Wo im Bayerwald finden Sie Europa?

Alexander Rohde und Christine Engel stellen sich als Kandidaten der Europawahl – Ein Interview

14.05.24 – von pnp –

Freyung-Grafenau. In rund sechs Wochen – genauer gesagt am 9. Juni – wird das Europäische Parlament gewählt. Von den derzeit im Bundestag vertretenen Parteien schicken zwei einen Kandidaten aus FRG ins Rennen.

Alexander Rohde (47) aus Bischofsreut/Haidmühle, Berufssoldat, kämpft für Bündnis 90/Die Grünen um Stimmen und Christine Engel (49) aus Grafenau, selbstständige Architektin, für die CSU. Beide sind auf Platz 40 der jeweiligen Liste gelandet. Ansonsten haben sie wenig gemeinsam, wie das Interview der PNP zeigt.

Was hat Sie zu einer Kandidatur für das Europäische Parlament bewogen?

Engel: Die für mich nicht zufriedenstellende Ampelregierung in Berlin hat mich dazu bewogen, mich noch aktiver in der Politik zu engagieren. Auch die in letzter Zeit verabschiedeten oder vorgeschlagenen Gesetze / -entwürfe in Brüssel (...) stießen bei mir auf Unverständnis, wie zum Beispiel das Verbrenner-Aus, die Führerscheinrichtlinie oder das Brennholzverbot.

Rohde: Mein Thema ist die europäische Sicherheits- und Verteidigungspolitik. In meinen bisherigen Verwendungen bei der Bundeswehr, insbesondere in den Auslandseinsätzen, Seite an Seite mit internationalen Militärs und Sicherheitsbehörden, habe ich viel mitbekommen. Die aktuelle Lage –Krieg in der Ukraine, Krieg in Nahost – und vor allem wie damit umgegangen wird, das zeigt uns, dass da noch ordentlich „Luft nach oben“ ist. Ich bin überzeugt von der Grundidee der grünen Sicherheits- und Verteidigungspolitik, die die Krisenfrüherkennung und Konfliktprävention in den Vordergrund stellt. Mit meinen Erfahrungen aus der Praxis möchte ich auf europäischer Ebene alles dafür tun, dass es ein Stück weit sicherer wird auf unserer Erde.

Rohde: Experte weiß auch mal, „wann er die Klappe zu halten hat“

Warum sollten die Wähler gerade Sie wählen?

Engel: Ich möchte die (...) weit entfernte EU-Politik den Menschen in meiner Region näherbringen und ihnen zeigen, wie wichtig die Entscheidungen in Brüssel sind (...). Außerdem möchte ich dazu beitragen, dass auch weiterhin genügend Fördermittel zu uns nach Niederbayern in den ländlichen Raum fließen.

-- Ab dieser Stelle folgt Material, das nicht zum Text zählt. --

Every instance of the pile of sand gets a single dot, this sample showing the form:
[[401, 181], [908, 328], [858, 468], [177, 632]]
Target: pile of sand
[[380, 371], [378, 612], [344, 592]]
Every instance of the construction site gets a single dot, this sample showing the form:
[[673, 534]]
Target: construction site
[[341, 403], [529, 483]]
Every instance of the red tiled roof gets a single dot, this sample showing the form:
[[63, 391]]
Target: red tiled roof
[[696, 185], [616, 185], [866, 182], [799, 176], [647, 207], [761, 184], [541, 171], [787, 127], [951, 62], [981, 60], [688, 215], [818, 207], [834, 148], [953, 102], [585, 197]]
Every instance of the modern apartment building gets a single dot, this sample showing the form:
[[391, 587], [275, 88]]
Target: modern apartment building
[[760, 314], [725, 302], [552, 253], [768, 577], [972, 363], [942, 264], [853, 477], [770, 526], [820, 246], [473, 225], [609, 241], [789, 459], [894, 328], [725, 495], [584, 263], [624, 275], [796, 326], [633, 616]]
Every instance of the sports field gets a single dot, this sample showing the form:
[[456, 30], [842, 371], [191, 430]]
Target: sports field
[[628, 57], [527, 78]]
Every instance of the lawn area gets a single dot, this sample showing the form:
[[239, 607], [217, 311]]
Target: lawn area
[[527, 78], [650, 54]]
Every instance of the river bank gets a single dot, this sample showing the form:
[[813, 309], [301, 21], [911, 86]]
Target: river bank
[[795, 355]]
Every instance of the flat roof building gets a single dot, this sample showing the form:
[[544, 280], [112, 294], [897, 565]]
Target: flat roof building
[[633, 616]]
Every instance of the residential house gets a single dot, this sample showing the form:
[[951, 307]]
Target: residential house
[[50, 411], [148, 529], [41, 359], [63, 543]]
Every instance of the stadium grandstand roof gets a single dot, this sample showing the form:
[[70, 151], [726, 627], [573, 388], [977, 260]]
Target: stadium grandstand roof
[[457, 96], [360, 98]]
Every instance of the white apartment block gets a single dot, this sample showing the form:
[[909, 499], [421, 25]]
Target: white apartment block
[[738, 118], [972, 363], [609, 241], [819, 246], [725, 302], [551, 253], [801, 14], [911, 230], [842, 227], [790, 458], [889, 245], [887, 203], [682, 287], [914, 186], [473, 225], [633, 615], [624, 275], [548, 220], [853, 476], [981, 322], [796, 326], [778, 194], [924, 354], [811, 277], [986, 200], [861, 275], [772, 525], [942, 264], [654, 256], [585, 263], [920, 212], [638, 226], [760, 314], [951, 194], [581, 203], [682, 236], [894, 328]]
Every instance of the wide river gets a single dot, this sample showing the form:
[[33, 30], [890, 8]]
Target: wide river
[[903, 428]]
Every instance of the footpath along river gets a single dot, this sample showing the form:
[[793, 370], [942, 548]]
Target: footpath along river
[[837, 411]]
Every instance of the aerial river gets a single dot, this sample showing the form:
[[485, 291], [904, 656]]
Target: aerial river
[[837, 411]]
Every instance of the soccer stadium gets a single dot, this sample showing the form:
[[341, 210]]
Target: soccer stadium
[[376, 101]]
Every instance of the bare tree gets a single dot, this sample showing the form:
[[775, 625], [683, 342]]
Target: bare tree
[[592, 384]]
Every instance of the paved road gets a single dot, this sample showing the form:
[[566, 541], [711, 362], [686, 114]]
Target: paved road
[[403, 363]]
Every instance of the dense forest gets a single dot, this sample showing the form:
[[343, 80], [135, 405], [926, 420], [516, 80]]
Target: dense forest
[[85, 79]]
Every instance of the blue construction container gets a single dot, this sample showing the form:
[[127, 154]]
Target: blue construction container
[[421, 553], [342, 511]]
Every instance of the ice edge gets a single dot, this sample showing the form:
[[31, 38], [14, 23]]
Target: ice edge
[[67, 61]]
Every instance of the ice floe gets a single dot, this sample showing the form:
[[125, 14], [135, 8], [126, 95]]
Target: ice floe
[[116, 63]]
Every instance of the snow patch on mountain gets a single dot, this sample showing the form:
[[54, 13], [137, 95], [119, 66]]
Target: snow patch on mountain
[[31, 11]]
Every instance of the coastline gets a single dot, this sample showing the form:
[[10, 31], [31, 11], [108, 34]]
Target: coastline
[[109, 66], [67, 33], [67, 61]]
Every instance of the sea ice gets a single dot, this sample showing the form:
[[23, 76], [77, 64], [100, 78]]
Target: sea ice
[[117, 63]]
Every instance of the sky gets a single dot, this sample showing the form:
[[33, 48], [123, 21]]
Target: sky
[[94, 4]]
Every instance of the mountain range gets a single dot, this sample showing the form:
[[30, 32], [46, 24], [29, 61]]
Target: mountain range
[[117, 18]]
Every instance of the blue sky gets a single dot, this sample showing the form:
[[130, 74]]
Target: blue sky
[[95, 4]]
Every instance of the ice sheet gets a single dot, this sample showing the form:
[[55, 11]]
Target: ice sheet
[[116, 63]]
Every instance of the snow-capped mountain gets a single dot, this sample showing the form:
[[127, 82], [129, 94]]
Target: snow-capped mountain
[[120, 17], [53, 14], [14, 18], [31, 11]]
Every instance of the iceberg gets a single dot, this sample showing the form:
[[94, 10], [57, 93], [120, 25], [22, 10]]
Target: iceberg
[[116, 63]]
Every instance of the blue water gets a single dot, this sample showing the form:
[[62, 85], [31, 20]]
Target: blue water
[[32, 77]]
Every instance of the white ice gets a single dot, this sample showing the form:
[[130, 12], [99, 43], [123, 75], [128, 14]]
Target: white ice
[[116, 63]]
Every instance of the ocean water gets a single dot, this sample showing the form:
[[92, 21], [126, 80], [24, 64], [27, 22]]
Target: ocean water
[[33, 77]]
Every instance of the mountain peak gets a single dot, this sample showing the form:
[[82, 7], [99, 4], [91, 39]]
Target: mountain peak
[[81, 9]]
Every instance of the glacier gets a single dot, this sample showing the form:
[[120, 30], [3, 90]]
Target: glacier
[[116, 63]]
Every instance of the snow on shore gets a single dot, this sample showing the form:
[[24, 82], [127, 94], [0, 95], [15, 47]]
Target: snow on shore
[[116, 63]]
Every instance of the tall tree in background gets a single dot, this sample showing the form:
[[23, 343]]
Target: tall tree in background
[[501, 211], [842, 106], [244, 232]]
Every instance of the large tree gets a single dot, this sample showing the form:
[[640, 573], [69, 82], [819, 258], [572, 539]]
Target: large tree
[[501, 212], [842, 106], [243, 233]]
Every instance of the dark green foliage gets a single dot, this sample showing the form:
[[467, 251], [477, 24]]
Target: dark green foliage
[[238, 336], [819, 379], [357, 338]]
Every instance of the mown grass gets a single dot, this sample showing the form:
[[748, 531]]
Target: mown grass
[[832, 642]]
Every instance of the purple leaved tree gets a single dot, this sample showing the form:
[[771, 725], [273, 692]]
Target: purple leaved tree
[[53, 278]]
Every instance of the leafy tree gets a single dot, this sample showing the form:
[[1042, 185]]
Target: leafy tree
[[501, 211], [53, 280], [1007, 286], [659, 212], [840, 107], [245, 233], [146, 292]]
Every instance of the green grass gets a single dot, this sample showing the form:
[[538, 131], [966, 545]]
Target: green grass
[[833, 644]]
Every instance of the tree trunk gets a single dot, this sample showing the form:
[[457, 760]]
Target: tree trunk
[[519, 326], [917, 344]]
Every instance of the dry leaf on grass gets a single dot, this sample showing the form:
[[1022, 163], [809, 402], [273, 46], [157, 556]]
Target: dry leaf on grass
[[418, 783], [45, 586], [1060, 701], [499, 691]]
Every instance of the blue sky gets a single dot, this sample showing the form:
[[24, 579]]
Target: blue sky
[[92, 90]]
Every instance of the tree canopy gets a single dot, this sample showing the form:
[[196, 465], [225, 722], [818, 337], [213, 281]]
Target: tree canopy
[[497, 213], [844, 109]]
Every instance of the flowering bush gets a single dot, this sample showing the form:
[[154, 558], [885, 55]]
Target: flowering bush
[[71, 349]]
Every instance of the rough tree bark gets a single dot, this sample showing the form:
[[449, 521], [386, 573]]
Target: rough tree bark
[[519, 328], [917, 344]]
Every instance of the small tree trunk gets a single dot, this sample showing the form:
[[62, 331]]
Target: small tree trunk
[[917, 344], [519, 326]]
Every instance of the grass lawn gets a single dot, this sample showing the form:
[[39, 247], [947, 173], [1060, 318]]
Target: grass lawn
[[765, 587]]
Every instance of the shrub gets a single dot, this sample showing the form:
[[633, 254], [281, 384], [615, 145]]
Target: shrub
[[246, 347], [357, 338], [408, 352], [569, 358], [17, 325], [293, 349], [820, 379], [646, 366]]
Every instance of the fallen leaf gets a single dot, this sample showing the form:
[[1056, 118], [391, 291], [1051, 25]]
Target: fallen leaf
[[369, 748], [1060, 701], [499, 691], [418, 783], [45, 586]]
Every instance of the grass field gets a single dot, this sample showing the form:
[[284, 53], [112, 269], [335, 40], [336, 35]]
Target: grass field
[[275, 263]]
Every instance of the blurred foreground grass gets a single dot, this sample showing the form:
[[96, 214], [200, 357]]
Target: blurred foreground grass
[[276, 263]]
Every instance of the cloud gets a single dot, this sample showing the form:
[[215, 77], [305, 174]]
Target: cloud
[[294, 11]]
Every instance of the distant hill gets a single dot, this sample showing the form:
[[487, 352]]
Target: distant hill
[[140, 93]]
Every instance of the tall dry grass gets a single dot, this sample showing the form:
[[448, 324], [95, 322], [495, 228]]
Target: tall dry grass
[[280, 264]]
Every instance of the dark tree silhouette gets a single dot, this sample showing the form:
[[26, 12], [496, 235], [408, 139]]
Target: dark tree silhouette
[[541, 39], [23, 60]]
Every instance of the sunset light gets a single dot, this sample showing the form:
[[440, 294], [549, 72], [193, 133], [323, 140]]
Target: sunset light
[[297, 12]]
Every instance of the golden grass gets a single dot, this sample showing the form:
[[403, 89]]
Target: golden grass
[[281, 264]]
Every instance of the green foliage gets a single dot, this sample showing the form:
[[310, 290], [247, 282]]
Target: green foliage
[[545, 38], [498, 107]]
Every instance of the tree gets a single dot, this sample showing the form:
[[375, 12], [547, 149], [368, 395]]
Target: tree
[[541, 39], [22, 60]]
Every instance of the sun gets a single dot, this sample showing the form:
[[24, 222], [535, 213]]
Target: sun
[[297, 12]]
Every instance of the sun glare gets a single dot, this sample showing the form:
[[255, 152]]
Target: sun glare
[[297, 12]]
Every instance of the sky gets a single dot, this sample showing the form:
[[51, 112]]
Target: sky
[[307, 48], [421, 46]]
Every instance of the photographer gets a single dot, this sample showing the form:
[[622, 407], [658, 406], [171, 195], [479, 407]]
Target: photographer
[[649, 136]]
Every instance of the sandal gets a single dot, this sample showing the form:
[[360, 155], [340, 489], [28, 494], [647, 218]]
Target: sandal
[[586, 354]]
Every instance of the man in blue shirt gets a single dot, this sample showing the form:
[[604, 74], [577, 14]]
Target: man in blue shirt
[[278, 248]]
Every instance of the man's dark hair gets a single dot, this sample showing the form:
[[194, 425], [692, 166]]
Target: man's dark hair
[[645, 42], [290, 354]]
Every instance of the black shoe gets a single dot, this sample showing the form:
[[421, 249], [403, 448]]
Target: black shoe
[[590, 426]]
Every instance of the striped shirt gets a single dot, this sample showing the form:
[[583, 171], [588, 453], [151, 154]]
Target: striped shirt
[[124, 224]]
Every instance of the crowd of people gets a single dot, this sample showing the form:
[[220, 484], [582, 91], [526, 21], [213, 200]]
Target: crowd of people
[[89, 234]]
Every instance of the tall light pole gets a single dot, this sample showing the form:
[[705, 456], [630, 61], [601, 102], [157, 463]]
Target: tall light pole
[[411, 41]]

Rohde: Ich bin in meinem Gebiet Fachmann, Praktiker - kein Theoretiker. Ich möchte mich auch gar nicht in alle Ressorts einmischen: den Experten zeichnet aus, dass er auch mal weiß wann er die Klappe zu halten hat. Leider ist dies in der Politik aktuell nicht mehr so – gleichwohl habe ich Hochachtung vor denjenigen Berufspolitikern, die sich – bevor sie vor die Medien treten - ausführlich beraten lassen. Dennoch: in einem funktionierenden Team muss es „die Studierten“ genauso wie die Praktiker geben.

Für welchen Umgang mit der AfD setzen Sie sich ein?

Engel: Ich bin offen für andere Meinungen und setze mich für einen respektvollen und demokratischen Umgang mit allen politischen Parteien ein, einschließlich der AfD. Ich trete für einen konstruktiven Dialog (...) ein (...). Gleichzeitig verurteile ich jegliche Form von Extremismus, Rassismus und Diskriminierung.

Rohde: Personen und Organisationen, die die freiheitlich demokratische Grundordnung unserer Bundesrepublik nicht anerkennen, die die Grundprinzipien unseres friedlichen Zusammenlebens bewusst mit Füßen treten, haben in der Politik nichts verloren. Dies gilt im Übrigen nicht nur für die AfD.

Landwirte haben auch in Brüssel demonstriert. Können Sie die Kritik/ Sorgen der Bauern nachvollziehen?

Engel: Auf jeden Fall kann ich die Sorgen der Bauern verstehen und ich bin stolz, dass diese absolut friedlich und ohne Zwischenfälle auf die Straßen gegangen sind, um ihren Unmut kundzutun und auf ihre Situation hinzuweisen. Unsere Landwirte sind mit eine der wichtigsten Säulen unserer Gesellschaft, denn sie tragen nicht nur zur Sicherstellung unserer täglichen Ernährung bei, sondern stellen auch einen großen Teil unserer Wirtschaft dar.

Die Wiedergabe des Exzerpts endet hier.